19th & 20th Century Developments in Art

Theories of art in the late 19th and 20th century

19th & 20th Century Developments in Art
Image Source - https://www.khanacademy.org/humanities/art-history-basics/tools-understanding-art/a/a-brief-history-of-women-in-art
How art developed in the late 19th and early 20th centuries. Read the underlying article to know about it in detail.

Art is subject to traditions and to changes in such traditions, for instance 20th century art breaking the artistic traditions that can be traced back to the Renaissance. As will be evaluated here the 19th century witnessed artistic trends away from traditional ways of producing art, which later bore fruit in the earlier decades of the 20th century. 

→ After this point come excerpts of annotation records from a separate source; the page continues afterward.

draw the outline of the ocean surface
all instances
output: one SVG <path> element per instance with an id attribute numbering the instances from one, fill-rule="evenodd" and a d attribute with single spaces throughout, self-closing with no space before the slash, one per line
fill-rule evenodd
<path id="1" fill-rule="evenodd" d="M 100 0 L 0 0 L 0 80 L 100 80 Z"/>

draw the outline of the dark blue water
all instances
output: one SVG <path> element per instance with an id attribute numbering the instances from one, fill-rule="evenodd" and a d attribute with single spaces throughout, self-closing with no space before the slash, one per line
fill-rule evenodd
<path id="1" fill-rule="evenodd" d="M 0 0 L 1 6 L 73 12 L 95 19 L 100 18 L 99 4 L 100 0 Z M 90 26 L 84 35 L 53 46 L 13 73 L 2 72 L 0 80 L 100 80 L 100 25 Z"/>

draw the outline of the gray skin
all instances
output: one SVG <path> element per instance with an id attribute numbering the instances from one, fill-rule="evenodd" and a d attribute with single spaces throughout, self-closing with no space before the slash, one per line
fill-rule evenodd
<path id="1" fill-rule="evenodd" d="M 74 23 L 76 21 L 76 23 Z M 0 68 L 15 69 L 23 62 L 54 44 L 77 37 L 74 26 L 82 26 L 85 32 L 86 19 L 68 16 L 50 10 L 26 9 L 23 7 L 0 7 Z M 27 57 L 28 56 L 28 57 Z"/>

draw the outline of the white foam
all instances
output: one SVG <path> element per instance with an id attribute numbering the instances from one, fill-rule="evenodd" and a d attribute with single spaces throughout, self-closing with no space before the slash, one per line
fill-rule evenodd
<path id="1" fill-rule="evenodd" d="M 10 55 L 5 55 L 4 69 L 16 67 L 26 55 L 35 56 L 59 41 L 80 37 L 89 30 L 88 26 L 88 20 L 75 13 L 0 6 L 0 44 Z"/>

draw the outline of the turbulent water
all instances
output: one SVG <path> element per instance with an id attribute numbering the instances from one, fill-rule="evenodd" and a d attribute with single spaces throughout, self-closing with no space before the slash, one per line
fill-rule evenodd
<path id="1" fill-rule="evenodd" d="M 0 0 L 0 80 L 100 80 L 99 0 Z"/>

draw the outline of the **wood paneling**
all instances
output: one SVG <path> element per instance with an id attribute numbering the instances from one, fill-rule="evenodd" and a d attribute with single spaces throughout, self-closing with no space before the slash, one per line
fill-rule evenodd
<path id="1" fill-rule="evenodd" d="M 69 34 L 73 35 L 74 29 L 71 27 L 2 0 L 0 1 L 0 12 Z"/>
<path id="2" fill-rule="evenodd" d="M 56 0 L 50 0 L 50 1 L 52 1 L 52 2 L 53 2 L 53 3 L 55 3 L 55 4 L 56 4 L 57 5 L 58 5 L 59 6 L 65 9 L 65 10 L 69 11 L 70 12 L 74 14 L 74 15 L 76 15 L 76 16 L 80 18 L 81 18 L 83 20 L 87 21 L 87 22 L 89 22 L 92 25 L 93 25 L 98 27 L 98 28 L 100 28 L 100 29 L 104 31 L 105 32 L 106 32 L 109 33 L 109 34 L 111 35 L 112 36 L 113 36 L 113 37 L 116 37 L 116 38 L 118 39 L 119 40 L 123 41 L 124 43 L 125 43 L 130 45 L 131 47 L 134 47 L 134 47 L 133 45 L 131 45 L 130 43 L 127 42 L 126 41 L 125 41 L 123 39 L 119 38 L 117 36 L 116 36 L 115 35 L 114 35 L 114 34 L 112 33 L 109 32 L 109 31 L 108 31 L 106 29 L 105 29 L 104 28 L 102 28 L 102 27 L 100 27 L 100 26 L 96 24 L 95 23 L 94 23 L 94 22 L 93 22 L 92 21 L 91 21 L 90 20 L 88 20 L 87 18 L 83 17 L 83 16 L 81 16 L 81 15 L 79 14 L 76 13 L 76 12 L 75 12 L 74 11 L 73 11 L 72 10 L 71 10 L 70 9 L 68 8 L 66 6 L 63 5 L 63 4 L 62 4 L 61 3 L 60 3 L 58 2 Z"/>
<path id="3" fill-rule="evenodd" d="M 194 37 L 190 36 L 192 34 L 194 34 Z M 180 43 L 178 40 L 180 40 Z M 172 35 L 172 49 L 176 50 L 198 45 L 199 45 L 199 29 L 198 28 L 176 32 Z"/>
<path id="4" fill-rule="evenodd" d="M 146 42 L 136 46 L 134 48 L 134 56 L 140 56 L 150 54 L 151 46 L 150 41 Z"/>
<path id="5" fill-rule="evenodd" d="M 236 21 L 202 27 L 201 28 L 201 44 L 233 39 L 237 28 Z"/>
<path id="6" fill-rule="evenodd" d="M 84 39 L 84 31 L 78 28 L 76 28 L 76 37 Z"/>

One group of 19th century artists that moved away from traditional art were the Impressionists. As the name of the group suggests these artists painted their impressions of the subjects they were painting. Traditional artists would draw or paint objects and subjects to be as realistic as they could make them. In reality, the more traditionally leaning artists were producing art pretty much using the techniques and styles dominant since the Renaissance. 

Some of the most important Impressionists included Claude Monet, Edgar Degas, and to a lesser extent Paul Cezanne. This group was strongest in France yet was not exclusively French in membership.

Among their most famous pieces of art were ballet dancers, Rouen Cathedral, and Poplar trees. The Impressionists were hoping to challenge traditional art, and they arguably succeeded in doing so. The change did not happen overnight with some critics and patrons preferring the work of traditional artists. They did not always understand the work of the more modern artists, and often disliked liked what they saw.

A 20th century group of artists that were influenced by the Impressionists was the Cubists. To a large extent Paul Cezanne provided the link between the two groups, his work coming a little after the Impressionists, and a fraction before the Cubists. Cezanne had liked to paint card players as well as women in swimming suits bathing. These two themes were notable settings for his works.

Pablo Picasso was not only the most well-known purveyor of Cubism he was the most famous painter of the 20th century. Picasso liked to paint a series of paintings with related themes running through them such as his blue and rose pieces of art. Ironically despite being famed for his different periods of work, his best known work is Guernica. It conveys the horrors of bombing and air raids. This well known work depicts the German bombing of that unfortunate town during 1937 in the course of the Spanish Civil War.